Konsumsi alkohol berpengaruh pada kejadian hiperurisemia. Alkohol memicu peningkatan produksi asam urat karena kandungan etanol dan purin yang terdapat dalam alkohol (Doherty, 2009). Selain itu produk sampingan dari alkohol adalah asam laktat. Produk asam laktat ini juga akan menghambat pengeluaran asam urat melalui urin sehingga terjadi hiperurisemia (Price & Wilson, 2006). Menurut Murray et al., (2009) dijelaskan bahwa mengkonsumsi alkohol dapat menyebabkan perlemakan di dalam hati sehingga terjadi hiperlipidemia yang berdampak pada sirosis. Hati berfungsi sebagai metabolisme lipid sekaligus sebagai transport lipid ke jaringan. Terjadinya hiperlipidemia tersebut dapat menyebabkan hiperurisemia. d). Obat-obatan

Penggunaan obat-obatan tertentu juga bisa memicu peningkatan kadar asam urat atau membantu dalam mengekskresikan asam urat. Salah satu jenis obat yang membantu proses ekskresi asam urat yaitu

(45)

jenis urikosturik, contoh obat tersebut adalah probenesid dan sulfinpirazon (Price & Wilson, 2006). Untuk memperoleh hasil yang diinginkan maka ketika mengkonsumsi obat tersebut memerlukan konsumsi air putih yang banyak yang salah satu fungsinya adalah untuk menurukan tingkat saturasi asam urat sehingga asam urat dapat diekskresikan dengan mudah.
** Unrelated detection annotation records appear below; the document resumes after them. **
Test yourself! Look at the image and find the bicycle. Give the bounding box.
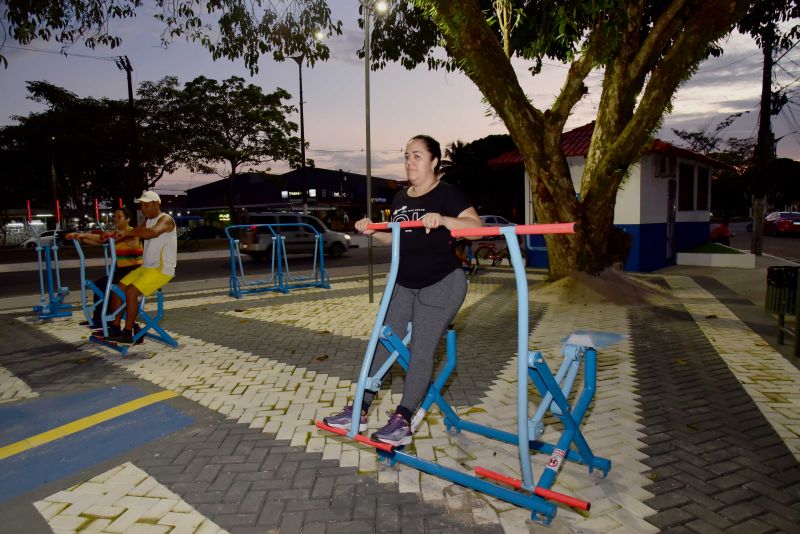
[454,239,478,277]
[178,232,200,252]
[475,242,528,267]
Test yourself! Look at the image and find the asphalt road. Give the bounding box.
[728,222,800,263]
[0,222,800,298]
[0,247,391,298]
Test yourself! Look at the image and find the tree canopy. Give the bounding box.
[162,76,300,219]
[0,0,342,73]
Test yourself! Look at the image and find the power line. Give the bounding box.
[0,45,120,61]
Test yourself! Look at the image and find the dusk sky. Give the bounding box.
[0,0,800,196]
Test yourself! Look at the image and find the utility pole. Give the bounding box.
[292,54,308,213]
[750,24,775,256]
[116,56,141,207]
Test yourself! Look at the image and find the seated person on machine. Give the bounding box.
[107,191,178,345]
[74,208,142,328]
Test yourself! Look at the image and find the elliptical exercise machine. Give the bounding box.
[316,221,622,525]
[30,226,72,320]
[66,233,178,357]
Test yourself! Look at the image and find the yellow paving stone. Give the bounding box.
[125,523,172,534]
[106,509,143,533]
[142,498,181,521]
[666,276,800,460]
[81,518,111,534]
[48,515,91,532]
[83,504,125,519]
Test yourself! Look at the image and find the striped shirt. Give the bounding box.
[114,226,144,267]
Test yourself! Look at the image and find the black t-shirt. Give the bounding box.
[392,182,472,289]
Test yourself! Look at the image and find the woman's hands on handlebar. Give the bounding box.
[355,217,375,235]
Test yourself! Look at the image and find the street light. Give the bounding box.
[292,54,308,213]
[361,0,389,302]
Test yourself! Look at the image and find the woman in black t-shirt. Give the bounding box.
[324,135,481,446]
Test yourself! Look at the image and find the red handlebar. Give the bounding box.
[64,232,116,241]
[367,221,577,237]
[450,223,577,237]
[367,221,425,230]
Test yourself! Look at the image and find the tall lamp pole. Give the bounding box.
[364,1,375,303]
[361,0,388,302]
[292,54,308,213]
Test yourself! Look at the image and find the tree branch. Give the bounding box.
[550,32,596,131]
[628,0,686,85]
[422,0,545,161]
[600,0,749,199]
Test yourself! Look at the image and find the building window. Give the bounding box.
[678,163,694,211]
[696,167,708,210]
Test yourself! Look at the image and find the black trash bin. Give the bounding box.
[764,265,800,353]
[764,265,800,315]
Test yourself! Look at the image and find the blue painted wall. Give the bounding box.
[525,222,710,272]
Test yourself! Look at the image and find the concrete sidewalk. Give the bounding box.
[0,258,800,534]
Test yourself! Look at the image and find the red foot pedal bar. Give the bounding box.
[450,223,577,237]
[475,467,592,512]
[367,220,425,230]
[317,421,394,452]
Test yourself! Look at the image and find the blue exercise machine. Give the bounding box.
[225,223,331,299]
[30,226,72,320]
[66,234,178,357]
[316,221,622,525]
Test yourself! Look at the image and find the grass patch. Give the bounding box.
[686,243,743,254]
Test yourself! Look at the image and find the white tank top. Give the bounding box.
[142,213,178,276]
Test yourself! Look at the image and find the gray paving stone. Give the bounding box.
[686,519,724,534]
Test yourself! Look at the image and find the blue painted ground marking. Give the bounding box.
[0,384,147,447]
[0,392,194,502]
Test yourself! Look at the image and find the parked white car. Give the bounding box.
[19,230,64,248]
[481,215,515,226]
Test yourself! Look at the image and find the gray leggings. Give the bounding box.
[364,269,467,413]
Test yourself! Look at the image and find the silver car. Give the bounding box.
[239,212,350,259]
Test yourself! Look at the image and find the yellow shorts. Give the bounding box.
[119,267,172,296]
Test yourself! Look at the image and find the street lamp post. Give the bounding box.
[361,0,388,302]
[292,54,308,213]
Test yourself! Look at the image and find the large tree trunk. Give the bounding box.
[424,0,749,279]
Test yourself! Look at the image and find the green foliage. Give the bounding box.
[0,76,300,216]
[737,0,800,50]
[0,82,134,211]
[0,0,342,74]
[172,76,300,173]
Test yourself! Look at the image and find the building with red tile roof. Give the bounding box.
[488,122,726,271]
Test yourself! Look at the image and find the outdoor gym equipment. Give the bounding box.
[316,221,622,525]
[30,226,72,320]
[66,233,178,357]
[225,223,331,299]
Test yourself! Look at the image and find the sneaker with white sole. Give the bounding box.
[322,404,367,432]
[370,412,412,447]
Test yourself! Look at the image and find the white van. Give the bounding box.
[239,212,350,260]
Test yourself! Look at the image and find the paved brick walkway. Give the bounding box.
[0,273,800,533]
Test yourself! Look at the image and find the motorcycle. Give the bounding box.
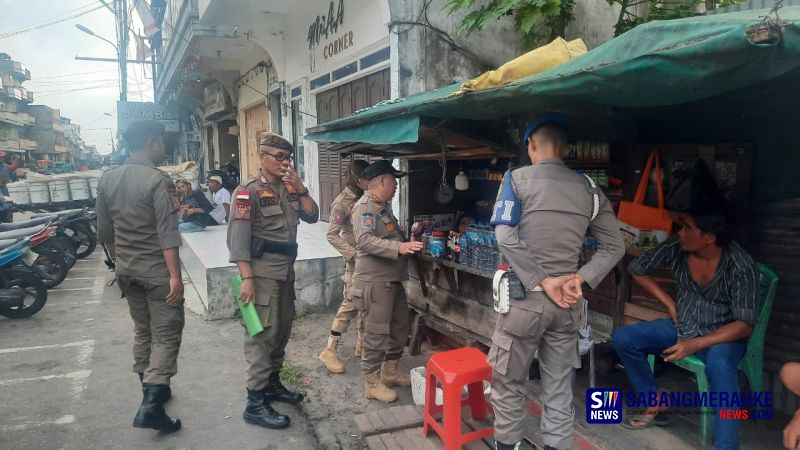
[0,239,47,319]
[0,223,69,289]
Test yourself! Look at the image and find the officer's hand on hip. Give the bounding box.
[539,275,576,309]
[167,278,183,305]
[398,241,422,255]
[561,273,583,303]
[239,278,256,305]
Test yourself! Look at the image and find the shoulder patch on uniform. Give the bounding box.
[333,209,347,225]
[361,213,375,230]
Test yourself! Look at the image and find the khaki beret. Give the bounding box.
[258,131,294,152]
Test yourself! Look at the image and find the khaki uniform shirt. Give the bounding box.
[96,157,182,278]
[495,160,625,289]
[326,187,358,264]
[352,191,408,281]
[228,176,319,281]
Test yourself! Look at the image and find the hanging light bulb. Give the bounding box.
[456,169,469,191]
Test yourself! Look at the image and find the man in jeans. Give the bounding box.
[613,213,759,449]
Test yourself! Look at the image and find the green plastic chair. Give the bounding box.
[647,263,778,445]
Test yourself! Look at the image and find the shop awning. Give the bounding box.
[306,7,800,144]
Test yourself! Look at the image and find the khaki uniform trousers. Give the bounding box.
[489,292,584,449]
[351,280,409,374]
[244,276,295,390]
[117,275,184,385]
[331,261,364,334]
Sebaliknya, obat jenis aspirin dapat menghambat proses ekskresi asam urat sehingga memperparah keadaan pada hiperurisemia (Weaver et al., 2010). Begitu juga dengan obat antihipertensi yang memiliki dampak hampir sama dengan jenis aspirin. Obat hipertensi memiliki efek samping yaitu menghambat metabolisme lipid dalam tubuh. Timbunan lipid di dalam tubuh itulah yang mengganggu proses ekskresi asam urat melalui urin. Menurut Krisnamurti dalam Festy et al., (2010) salah satu jenis obat antihipertensi yang memiliki efek peningkatan kadar asam urat tersebut adalah tiazid.

e). Faktor Obesitas

Pada obesitas terjadi penumpukan lemak berlebih dalam tubuh, selain itu orang yang obesitas lebih banyak memiliki sel lemak dibandingkan yang normal (Murray et al., 2009). Pada orang obesitas, lemak banyak disimpan di jaringan adiposa dalam bentuk trigliserida. Selain itu timbunan kolesterol pada orang obesitas juga banyak.

(46)

Pada kadar normal, kolesterol baik bagi tubuh karena merupakan salah satu bahan untuk membentuk hormone seks steroid (estrogen, progesteron, androgen) akan tetapi jika produksinya berlebih kolesterol tersebut akan menumpuk di pembuluh darah dan terjadi plak sehingga menghalangi darah maupun senyawa lain untuk bersirkulasi. Salah satu senyawa yang terhambat adalah asam urat darah. Asam urat yang normalnya keluar melalui ginjal menjadi terhambat proses ekskresinya karena terdapat plak pada vaskuler (Agustini et al., 2013).

Pada keadaan kelaparan trigliserida akan dirubah menjadi energi dengan produk sampingan zat keton. Zat ini akan berakumulasi di vaskuler yang sering disebut dengan ketosis. Penumpukan zat keton dalam pembuluh darah ini akan menghambat ekskresi asam urat (Misnadiarly, 2007).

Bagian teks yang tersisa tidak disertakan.